DENSITY AND CDF OF THE UNIVARIATE MARGINAL DISTRIBUTION

Description

Density and cdf of the univariate marginal distribution.

Usage

dmargmodel(y,mu,gam,invgam,margmodel)
pmargmodel(y,mu,gam,invgam,margmodel)
dmargmodel.ord(y,mu,gam,link)
pmargmodel.ord(y,mu,gam,link)

Arguments

Details

Negative binomial distribution NB(\tau,\xi) allows for overdispersion and its probability mass function (pmf) is given by

f(y;\tau,\xi)=\frac{\Gamma(\tau+y)}{\Gamma(\tau)\; y!} \frac{\xi^y}{(1+\xi)^{\tau + y}},\quad \begin{matrix} y=0,1,2,\ldots, \\ \tau>0,\; \xi>0,\end{matrix}

with mean \mu=\tau\,\xi=\exp(\beta^T x) and variance \tau\,\xi\,(1+\xi).
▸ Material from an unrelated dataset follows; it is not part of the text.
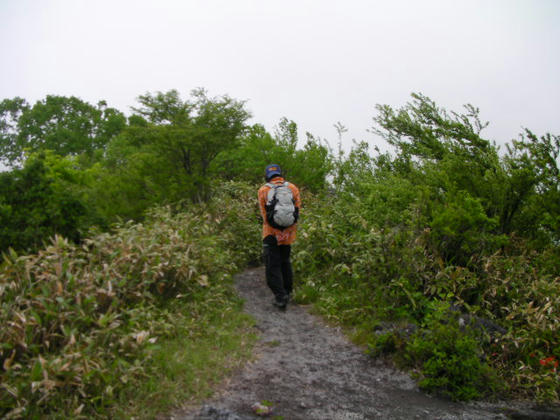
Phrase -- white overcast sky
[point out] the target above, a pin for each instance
(316, 62)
Cameron and Trivedi (1998) present the NBk parametrization where \tau=\mu^{2-k}\gamma^{-1} and \xi=\mu^{k-1}\gamma, 1\le k\le 2. In this function we use the NB1 parametrization (\tau=\mu\gamma^{-1},\; \xi=\gamma), and the NB2 parametrization (\tau=\gamma^{-1},\; \xi=\mu\gamma); the latter is the same as in Lawless (1987).

margmodel.ord is a variant of the code for ordinal (probit and logistic) model. In this case, the response Y is assumed to have density

f_1(y;\nu,\gamma)=F(\alpha_{y}+\nu)-F(\alpha_{y-1}+\nu),

where \nu=x\beta is a function of x and the p-dimensional regression vector \beta, and \gamma=(\alpha_1,\ldots,\alpha_{K-1}) is the $q$-dimensional vector of the univariate cutpoints (q=K-1). Note that F normal leads to the probit model and F logistic leads to the cumulative logit model for ordinal response.

Value

The density and cdf of the univariate distribution.

References

Cameron, A. C. and Trivedi, P. K. (1998) Regression Analysis of Count Data. Cambridge: Cambridge University Press.

Lawless, J. F. (1987) Negative binomial and mixed Poisson regression. The Canadian Journal of Statistics, 15, 209–225.

Examples

y<-3
gam<-2.5
invgam<-1/2.5
mu<-0.5
margmodel<-"nb2"
dmargmodel(y,mu,gam,invgam,margmodel)
pmargmodel(y,mu,gam,invgam,margmodel)
link="probit"
dmargmodel.ord(y,mu,gam,link)
pmargmodel.ord(y,mu,gam,link)